Limak Vakfı gelecekte müziğe dair nasıl yatırımlar yapmak istiyor?
Önümüzdeki dönemde çok sesli müziği toplumun her kesimi ile buluşturmak için projeler geliştirmeye devam etmek istiyoruz.
Etkinlikler herkese açık ve ilgi epey yoğun. Ancak şirket içi katılım ve talepler nasıl? Şirket çalışanları bu etkinliklere nasıl yaklaşıyor?
Şirket içinden de oldukça yoğun bir talep alıyoruz. Konser etkinliklerimizde çalışanlar için de indirimler tanımlıyoruz. Çalışma arkadaşlarımızdan da yoğun bir ilgi olduğunu gözlemliyoruz.

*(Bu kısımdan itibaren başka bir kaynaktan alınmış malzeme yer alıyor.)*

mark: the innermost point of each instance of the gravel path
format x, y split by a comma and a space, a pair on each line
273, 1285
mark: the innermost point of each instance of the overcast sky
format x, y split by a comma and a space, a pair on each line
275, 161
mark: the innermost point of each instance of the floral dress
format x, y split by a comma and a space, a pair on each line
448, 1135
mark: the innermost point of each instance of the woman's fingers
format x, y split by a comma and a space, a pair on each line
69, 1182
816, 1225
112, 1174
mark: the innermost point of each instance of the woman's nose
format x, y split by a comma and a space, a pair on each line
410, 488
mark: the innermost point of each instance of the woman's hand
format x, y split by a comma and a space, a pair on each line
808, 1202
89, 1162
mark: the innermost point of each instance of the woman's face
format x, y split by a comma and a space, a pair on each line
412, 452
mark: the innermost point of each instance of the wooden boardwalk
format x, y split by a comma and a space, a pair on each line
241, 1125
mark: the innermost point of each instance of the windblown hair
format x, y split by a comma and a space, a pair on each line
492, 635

Müziğin sizdeki yeri nedir? Çalışma rutininizde, sosyal hayatınızda nasıl bir dinleyici ve etkinlik katılımcısısınız?
İş hayatının yoğunluğu ve stresini güzel bir konserle atmanın yanı sıra böyle bir güzelliği kalabalıklarla paylaşmanın yarattığı duyguyu seviyorum. Müzikle dinlendiğimi, sakinleştiğimi hissediyorum.